The economy, measured by GDP, grew 8.3 percent in the first quarter of the year. The government is targeting 6.5-7.5% growth by 2022, recently cut from 7% to 8% but still stronger than last year’s actual growth of 5.7%.
Koh said he thinks the government’s growth goal is a bit more conservative.
— Purely mathematically, assuming that the Minister of Finance [Benjamin] Diokno noted that GDP growth in the second quarter (second quarter) will be double-digit. We had a very strong first quarter (Q1) and my Q2 guidance is also 10% year-on-year,” he explained.
“And if we assume zero percent quarterly (quarter-on-quarter) in both Q3 (third quarter) and Q4 (fourth quarter), they will essentially lead us to 7.1 percent growth, and I assume that 8 percent. about 1% growth compared to the previous quarter in the third and fourth quarters,” Koch added.
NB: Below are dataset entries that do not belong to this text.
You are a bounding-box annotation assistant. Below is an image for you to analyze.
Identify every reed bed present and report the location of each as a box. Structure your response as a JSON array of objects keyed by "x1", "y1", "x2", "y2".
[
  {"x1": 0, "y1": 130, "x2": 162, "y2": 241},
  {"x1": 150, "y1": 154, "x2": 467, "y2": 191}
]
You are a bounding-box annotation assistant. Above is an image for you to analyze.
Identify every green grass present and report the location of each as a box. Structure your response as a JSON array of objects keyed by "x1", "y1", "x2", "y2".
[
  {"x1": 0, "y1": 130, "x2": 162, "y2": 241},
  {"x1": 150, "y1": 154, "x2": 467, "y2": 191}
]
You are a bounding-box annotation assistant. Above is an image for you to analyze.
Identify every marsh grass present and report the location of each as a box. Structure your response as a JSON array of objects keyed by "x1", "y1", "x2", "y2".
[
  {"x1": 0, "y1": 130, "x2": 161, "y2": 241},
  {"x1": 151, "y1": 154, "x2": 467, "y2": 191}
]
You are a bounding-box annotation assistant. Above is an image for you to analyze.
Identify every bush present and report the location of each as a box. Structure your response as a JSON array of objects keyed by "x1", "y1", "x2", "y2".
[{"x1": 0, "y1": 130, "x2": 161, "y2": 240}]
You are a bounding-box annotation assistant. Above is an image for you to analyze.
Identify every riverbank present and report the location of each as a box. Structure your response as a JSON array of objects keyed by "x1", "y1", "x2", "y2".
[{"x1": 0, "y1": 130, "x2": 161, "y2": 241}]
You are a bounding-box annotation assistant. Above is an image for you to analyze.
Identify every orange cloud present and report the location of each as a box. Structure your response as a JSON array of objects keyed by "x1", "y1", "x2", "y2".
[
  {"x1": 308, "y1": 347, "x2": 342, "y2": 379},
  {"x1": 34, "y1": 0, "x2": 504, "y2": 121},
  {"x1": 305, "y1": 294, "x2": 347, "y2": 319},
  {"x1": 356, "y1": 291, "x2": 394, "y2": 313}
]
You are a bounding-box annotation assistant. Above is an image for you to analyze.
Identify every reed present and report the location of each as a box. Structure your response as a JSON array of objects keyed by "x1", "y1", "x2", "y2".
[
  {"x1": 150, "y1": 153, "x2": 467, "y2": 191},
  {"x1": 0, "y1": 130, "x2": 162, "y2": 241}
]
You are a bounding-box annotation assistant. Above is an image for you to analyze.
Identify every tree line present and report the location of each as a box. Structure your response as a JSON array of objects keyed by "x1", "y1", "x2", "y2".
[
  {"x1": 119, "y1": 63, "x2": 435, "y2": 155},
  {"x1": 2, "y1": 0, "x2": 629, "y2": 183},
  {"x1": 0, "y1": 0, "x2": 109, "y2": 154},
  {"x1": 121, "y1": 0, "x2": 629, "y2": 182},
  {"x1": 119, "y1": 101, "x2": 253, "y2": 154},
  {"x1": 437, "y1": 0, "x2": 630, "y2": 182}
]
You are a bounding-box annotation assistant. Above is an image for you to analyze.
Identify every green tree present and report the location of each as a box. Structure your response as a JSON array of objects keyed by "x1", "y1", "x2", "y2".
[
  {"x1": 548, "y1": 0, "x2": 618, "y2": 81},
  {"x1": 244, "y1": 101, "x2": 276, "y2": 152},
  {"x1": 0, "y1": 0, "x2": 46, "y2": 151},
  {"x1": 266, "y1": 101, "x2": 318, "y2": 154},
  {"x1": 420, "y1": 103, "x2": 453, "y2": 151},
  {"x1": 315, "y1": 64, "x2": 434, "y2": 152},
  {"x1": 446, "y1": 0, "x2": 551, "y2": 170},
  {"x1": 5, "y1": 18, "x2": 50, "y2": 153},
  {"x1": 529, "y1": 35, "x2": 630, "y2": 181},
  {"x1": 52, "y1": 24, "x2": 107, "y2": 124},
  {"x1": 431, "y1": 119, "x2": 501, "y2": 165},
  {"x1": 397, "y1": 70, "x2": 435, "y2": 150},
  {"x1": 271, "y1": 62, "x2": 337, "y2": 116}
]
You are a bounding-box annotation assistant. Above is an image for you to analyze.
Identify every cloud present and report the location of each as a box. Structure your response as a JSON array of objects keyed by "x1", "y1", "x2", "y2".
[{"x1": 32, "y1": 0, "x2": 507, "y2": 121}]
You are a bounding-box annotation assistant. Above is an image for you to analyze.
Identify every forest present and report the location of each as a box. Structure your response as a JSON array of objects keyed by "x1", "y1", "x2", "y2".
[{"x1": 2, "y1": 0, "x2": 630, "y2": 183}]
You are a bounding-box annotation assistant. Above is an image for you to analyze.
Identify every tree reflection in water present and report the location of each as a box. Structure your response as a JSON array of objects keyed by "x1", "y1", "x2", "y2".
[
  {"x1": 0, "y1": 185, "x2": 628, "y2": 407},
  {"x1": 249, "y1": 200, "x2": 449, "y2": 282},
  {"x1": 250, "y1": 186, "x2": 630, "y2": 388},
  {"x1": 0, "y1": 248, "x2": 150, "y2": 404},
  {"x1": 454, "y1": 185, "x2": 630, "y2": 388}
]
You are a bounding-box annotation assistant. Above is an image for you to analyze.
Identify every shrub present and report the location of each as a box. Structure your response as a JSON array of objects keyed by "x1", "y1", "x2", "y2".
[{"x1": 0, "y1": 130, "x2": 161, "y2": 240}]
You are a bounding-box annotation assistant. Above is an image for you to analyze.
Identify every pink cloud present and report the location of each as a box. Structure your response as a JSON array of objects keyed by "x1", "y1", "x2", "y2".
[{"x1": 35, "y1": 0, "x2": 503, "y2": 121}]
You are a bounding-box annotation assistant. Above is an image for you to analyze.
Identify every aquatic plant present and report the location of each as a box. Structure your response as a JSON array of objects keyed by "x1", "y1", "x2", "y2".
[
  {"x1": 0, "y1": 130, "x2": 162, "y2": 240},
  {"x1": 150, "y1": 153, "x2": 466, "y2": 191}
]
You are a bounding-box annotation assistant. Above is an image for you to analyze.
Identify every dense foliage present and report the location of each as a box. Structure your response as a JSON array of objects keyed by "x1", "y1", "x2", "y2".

He also said the most recent activity data shows that economic activity continues to improve. As of May, mobility rates have risen to pre-pandemic levels.
In April, the Purchasing Managers Index for the entire economy accelerated to 56.5, with all industries above 50. He stressed that in March, the average capacity utilization rose to 70.4 percent, the highest level since January-February 2020. .
If domestic restrictions are lifted, the economy will continue to recover, Koch said.
He also said that investment and consumer spending are expected to be the main sources of economic development through the end of the year.
With the labor market continuing to improve, Koch said private consumption is expected to remain an important driver of growth through the end of the year.
He said private and public investment activity is expected to pick up in the coming quarters as company loans rose in line with improved business expectations.
Koch said public capital spending, which is projected to rise 7.1 percent this year, should continue to support public investment. He also noted that the new administration is committed to continuing the Build, Build, Build infrastructure program and is committed to expanding public-private partnerships.
He said there were negative risks, such as the continued risk of a pandemic and lower external demand as a result of monetary tightening in response to high prices and geopolitical tensions.